Oracle’s OFFSET .. FETCH Can be Slower than Classic ROWNUM Filtering

One of Oracle 12c’s coolest features was the introduction of the SQL standard OFFSET .. FETCH clause, as we can now write things like:

SELECT *
FROM film 
ORDER BY film_id
FETCH FIRST 1 ROW ONLY

This is querying the Sakila database. Most other databases had this clause (or a non-standard version of it) for ages, e.g. MySQL with LIMIT. For all the different LIMIT syntaxes, check out the jOOQ manual.

Implementation wise, the Oracle folks chose to rewrite this clause as a simple window function filter.

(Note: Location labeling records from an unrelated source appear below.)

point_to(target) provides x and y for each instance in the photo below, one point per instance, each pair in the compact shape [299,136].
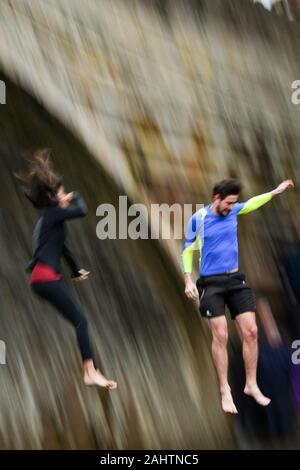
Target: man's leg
[219,352]
[246,325]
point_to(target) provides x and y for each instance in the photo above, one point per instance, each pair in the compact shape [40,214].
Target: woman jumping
[44,188]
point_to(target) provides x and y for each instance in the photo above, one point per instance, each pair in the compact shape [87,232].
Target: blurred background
[156,100]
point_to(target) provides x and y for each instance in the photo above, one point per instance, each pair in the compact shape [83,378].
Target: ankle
[251,384]
[225,389]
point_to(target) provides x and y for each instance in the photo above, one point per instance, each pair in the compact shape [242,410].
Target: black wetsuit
[48,248]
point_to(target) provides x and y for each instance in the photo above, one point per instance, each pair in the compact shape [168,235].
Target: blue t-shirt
[216,237]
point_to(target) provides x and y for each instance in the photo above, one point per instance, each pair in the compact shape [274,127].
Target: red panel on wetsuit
[43,273]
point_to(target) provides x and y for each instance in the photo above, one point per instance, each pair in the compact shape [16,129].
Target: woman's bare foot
[254,392]
[95,377]
[227,401]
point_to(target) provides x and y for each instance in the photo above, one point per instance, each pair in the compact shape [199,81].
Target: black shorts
[225,289]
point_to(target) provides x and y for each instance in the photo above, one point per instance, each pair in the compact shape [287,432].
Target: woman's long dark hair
[40,183]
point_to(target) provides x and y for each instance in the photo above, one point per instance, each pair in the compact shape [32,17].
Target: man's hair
[227,187]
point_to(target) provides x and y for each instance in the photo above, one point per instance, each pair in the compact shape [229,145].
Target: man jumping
[213,230]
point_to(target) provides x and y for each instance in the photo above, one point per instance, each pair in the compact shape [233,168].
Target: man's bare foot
[227,402]
[96,378]
[254,392]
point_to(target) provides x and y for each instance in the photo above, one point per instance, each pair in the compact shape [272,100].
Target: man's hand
[287,184]
[191,290]
[83,275]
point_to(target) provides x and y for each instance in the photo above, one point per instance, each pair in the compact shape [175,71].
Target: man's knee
[220,335]
[250,332]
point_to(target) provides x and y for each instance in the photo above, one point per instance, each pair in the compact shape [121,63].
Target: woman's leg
[55,293]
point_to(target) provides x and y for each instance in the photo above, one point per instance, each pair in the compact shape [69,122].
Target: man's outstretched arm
[258,201]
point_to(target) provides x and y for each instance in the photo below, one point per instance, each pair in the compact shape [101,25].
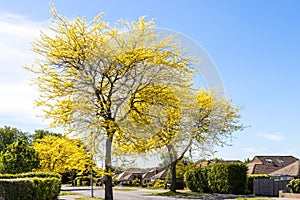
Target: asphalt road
[136,194]
[139,194]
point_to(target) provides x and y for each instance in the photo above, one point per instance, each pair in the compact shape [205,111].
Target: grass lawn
[178,194]
[89,199]
[68,193]
[252,198]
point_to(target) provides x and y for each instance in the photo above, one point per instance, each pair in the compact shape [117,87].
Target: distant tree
[9,135]
[92,76]
[205,124]
[247,160]
[63,155]
[19,157]
[40,134]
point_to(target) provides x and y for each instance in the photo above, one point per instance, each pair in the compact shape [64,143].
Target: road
[119,194]
[136,194]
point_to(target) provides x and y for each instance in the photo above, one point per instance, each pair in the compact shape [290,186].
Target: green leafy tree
[93,77]
[39,134]
[63,155]
[19,157]
[9,135]
[206,123]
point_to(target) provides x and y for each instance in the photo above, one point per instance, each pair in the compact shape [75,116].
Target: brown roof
[268,164]
[291,170]
[129,175]
[162,175]
[153,172]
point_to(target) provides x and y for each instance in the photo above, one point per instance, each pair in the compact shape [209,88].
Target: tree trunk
[108,177]
[173,175]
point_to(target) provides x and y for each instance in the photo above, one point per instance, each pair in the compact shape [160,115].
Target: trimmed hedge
[294,186]
[30,188]
[250,177]
[31,175]
[196,180]
[218,178]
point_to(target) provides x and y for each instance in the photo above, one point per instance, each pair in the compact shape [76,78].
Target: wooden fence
[269,187]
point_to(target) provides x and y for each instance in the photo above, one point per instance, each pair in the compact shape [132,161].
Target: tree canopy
[9,135]
[19,157]
[62,154]
[93,76]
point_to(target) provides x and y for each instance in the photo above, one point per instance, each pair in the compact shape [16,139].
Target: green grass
[124,188]
[251,198]
[68,193]
[178,194]
[89,199]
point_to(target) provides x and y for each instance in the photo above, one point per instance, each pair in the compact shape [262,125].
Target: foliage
[136,182]
[250,177]
[218,178]
[40,134]
[159,184]
[30,188]
[117,82]
[62,154]
[31,175]
[197,180]
[9,135]
[84,181]
[294,186]
[207,121]
[19,157]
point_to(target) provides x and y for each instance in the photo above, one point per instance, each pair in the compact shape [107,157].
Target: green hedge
[31,175]
[218,178]
[294,186]
[30,188]
[250,177]
[196,180]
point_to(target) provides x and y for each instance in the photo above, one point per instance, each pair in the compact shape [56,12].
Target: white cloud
[17,96]
[249,150]
[272,137]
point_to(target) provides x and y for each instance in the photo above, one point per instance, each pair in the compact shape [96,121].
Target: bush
[31,175]
[159,184]
[294,186]
[136,182]
[83,181]
[30,188]
[218,178]
[250,177]
[196,180]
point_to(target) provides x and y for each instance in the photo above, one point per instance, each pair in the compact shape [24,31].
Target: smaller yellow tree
[62,155]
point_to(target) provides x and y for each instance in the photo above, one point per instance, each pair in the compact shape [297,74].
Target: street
[139,194]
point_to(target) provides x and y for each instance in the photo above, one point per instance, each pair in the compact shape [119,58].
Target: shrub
[196,179]
[250,177]
[218,178]
[294,186]
[31,175]
[136,182]
[30,188]
[82,181]
[159,184]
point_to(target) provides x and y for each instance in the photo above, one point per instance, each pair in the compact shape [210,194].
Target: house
[129,176]
[292,170]
[154,174]
[269,164]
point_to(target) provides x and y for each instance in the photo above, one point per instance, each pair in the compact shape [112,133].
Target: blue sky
[254,44]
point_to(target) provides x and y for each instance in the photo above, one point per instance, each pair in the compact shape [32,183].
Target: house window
[280,160]
[269,160]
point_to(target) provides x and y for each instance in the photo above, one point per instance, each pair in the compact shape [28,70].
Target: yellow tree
[206,121]
[89,74]
[62,155]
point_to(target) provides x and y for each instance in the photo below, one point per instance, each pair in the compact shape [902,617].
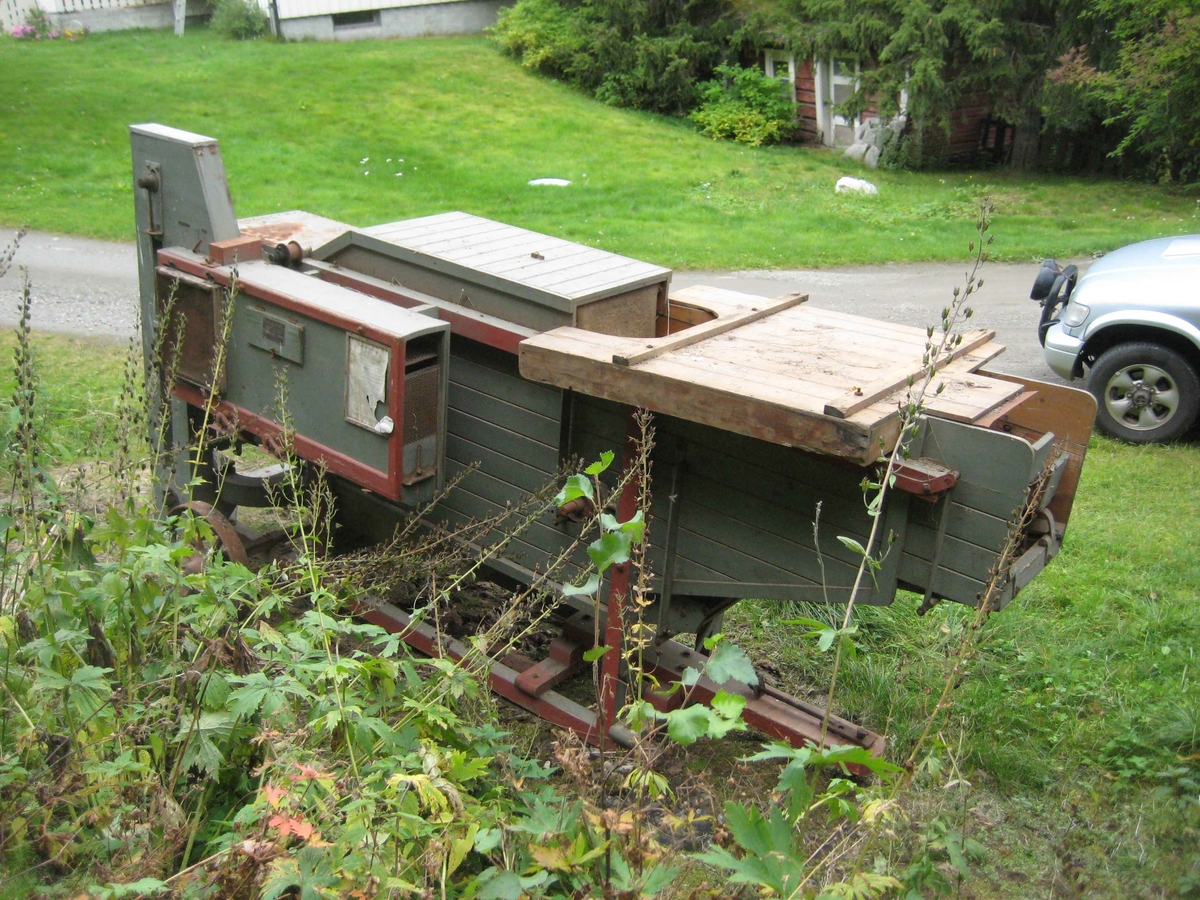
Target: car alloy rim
[1141,397]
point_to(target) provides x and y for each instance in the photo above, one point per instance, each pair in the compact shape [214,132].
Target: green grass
[472,129]
[1083,693]
[79,381]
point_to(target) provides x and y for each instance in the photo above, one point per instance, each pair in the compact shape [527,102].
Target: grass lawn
[313,126]
[1079,720]
[1078,725]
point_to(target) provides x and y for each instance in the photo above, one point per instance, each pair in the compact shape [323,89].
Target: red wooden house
[819,85]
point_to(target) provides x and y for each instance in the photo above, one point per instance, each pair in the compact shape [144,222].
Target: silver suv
[1132,323]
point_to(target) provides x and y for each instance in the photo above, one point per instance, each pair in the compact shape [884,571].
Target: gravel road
[89,287]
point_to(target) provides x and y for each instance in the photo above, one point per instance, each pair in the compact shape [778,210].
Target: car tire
[1145,393]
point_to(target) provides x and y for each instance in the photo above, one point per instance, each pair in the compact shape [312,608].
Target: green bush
[239,19]
[640,55]
[745,106]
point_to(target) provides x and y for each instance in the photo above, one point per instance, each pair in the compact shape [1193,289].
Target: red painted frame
[388,484]
[462,325]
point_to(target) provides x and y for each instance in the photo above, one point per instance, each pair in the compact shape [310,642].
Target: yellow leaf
[551,858]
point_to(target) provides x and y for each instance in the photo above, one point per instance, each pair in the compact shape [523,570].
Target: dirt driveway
[89,287]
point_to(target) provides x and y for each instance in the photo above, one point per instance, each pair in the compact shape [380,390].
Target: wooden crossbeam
[709,329]
[899,377]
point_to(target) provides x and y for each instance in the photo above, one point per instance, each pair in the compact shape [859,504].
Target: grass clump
[1077,720]
[238,19]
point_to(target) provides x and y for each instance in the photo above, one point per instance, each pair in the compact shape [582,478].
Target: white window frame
[772,66]
[825,83]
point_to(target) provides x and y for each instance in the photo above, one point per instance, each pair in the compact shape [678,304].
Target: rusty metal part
[225,421]
[924,478]
[565,659]
[288,255]
[581,509]
[228,539]
[551,706]
[277,445]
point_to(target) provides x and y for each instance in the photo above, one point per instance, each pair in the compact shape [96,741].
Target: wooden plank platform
[777,376]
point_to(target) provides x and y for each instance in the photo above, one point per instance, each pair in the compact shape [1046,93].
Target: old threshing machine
[414,349]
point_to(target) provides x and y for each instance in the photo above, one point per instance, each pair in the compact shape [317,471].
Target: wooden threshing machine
[415,349]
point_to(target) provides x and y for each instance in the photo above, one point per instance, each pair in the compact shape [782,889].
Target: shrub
[640,55]
[239,19]
[747,106]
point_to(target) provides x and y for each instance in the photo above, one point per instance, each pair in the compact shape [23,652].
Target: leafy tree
[647,54]
[1141,81]
[940,52]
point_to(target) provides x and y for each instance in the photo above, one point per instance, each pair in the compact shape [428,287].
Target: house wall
[975,130]
[807,101]
[313,19]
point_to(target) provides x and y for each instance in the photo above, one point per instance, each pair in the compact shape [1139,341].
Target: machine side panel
[745,509]
[510,427]
[316,390]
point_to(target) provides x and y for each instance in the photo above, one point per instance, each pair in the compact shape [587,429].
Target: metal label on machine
[276,335]
[366,381]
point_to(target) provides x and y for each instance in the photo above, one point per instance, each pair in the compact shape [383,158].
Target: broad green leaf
[688,725]
[595,653]
[852,544]
[499,885]
[729,705]
[576,486]
[635,527]
[487,840]
[730,661]
[610,550]
[600,465]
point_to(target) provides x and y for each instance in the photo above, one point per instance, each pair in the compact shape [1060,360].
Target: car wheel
[1144,393]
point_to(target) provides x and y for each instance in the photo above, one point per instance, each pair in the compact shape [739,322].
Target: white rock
[855,185]
[856,151]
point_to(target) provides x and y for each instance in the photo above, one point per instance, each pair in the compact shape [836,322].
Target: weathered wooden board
[771,378]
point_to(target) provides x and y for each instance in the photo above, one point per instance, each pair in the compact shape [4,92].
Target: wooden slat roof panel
[537,262]
[771,377]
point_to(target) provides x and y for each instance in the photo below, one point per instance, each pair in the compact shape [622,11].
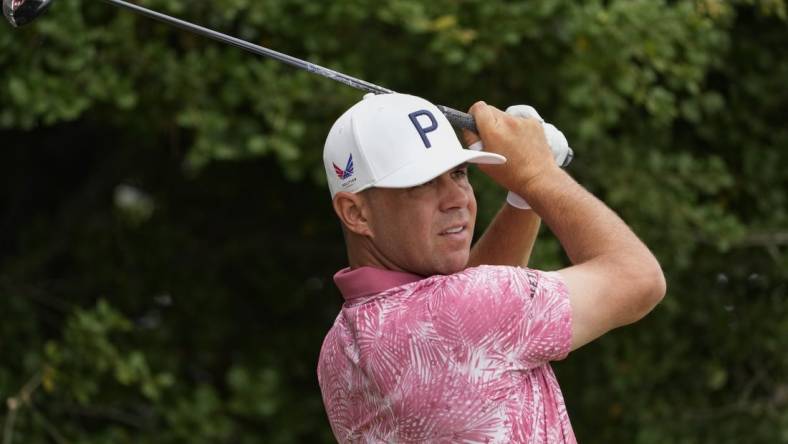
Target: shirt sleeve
[546,316]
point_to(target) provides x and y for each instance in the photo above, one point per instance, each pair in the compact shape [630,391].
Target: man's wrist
[529,188]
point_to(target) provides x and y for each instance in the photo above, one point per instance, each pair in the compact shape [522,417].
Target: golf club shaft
[458,119]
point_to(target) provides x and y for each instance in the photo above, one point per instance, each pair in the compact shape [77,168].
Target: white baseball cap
[393,141]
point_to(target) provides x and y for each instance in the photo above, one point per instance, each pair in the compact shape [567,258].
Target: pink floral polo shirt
[458,358]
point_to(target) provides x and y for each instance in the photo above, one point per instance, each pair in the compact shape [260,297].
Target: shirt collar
[366,281]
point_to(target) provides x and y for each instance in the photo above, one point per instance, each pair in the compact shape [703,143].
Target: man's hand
[521,140]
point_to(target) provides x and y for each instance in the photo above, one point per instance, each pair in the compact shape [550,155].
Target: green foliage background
[167,243]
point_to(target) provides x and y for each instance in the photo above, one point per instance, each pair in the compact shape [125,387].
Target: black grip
[459,119]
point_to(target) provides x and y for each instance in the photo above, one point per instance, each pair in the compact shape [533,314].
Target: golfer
[441,342]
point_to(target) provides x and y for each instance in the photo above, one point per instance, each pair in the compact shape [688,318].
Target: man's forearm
[508,240]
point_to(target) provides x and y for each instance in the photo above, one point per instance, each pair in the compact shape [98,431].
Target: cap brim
[418,173]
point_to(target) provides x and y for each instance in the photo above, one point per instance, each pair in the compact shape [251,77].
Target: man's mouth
[454,230]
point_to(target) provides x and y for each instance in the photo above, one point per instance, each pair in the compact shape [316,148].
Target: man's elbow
[651,290]
[647,289]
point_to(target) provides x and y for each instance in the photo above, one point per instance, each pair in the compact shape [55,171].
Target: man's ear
[353,212]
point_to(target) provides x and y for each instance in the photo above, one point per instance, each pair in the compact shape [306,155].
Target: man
[434,344]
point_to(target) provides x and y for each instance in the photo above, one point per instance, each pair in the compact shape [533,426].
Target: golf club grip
[459,119]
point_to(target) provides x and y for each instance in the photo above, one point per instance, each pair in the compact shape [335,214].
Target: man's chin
[453,265]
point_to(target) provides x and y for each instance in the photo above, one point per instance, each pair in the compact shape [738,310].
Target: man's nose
[452,193]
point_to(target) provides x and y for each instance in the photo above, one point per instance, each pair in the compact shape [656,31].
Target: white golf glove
[555,139]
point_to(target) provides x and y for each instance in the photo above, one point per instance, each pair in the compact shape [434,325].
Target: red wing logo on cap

In principle, behind the scenes, the following is executed:

Teradata syntax

SELECT *
FROM film
QUALIFY row_number() OVER (ORDER BY film_id) = 1
ORDER BY film_id

Standard syntax

SELECT * -- Except rn
FROM (
  SELECT film.*, row_number() OVER (ORDER BY film_id) rn
  FROM film
) t
WHERE rn = 1
ORDER BY film_id

This does definitely look much better than the “old” approach using ROWNUM filtering, which many of us have written for years:

Legacy Oracle syntax

SELECT t.*
FROM (
  SELECT *
  FROM film 
  ORDER BY film_id
) t
WHERE ROWNUM = 1

What I don’t like about this “old” approach is that we’re relying on the ORDER BY clause of a derived table, which should not guaranteed to be retained in the outer most query in my opinion (although it is, in Oracle, in this case).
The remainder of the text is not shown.